On Thu, Feb 17, 2005 at 12:43:39AM +0100, Jordi Vilalta wrote:
Is there a way to enter non-breaking spaces from the keyboard? Or did
they
use some special software that diferentiates both kinds of spaces?
Sometimes (on my box, it depends on the locale), 'Alt-Space' works. On
other systems, I've also seen some other combinations. With vim, you can use
a digraph: 'Ctrl-K' followed by 'NS'.
acheck may also be used to generate them in French.
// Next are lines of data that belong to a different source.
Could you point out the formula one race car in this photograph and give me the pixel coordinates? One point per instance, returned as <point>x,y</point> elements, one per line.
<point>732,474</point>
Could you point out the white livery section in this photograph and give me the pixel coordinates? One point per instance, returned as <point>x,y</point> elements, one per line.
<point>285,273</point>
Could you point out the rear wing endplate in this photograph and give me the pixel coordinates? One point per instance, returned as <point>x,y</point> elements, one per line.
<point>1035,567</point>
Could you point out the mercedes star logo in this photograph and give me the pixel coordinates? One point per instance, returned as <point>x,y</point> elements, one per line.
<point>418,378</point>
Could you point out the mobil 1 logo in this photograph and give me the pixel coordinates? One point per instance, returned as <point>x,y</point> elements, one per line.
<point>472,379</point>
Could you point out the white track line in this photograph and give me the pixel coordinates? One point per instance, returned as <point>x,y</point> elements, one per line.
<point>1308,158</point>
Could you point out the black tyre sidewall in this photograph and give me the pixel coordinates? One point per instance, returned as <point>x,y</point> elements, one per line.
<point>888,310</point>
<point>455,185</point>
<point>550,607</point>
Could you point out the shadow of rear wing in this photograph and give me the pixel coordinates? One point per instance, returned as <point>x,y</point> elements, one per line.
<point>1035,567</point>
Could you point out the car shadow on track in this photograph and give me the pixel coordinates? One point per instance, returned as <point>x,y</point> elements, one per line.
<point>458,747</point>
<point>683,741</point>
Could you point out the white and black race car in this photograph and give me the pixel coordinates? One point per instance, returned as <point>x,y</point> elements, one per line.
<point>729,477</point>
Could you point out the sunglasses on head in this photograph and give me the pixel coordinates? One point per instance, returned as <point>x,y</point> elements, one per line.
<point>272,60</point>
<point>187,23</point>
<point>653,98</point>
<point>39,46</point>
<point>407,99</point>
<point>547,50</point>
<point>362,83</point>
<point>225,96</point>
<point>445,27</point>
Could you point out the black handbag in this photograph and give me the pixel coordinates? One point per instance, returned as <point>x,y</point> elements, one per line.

I'm not using any PO editor (my fingers refuse using anything else than
vim). In vim, 0xA0 can be differentiated (the default behavior depends on
the locale, on a ISO-8859-1 locale I think it is displayed as '| ', in
blue).
>What I propose is to keep the conversion of 0xAO to '\ '
in post_trans,
>but remove the opposite conversion in pre_trans. Thus PO will be valid and
>translators will be able (at their will) to use 0xA0 in the msgid (and
>will have to set a correct charset in the header).
If I understood it well, it would be compatible with existent po files,
but the newly created files would have "\ " instead of 0xA0? (I would like
this approach)
A sort of compatibility. It should fuzzy strings. Not a big deal I think.
>Do you think we may keep the 0xA0 if the user specified an
>$self->{TT}{'file_in_charset'} = UTF-8 or latin-1
>(should we then check in_charset or out_charset ?)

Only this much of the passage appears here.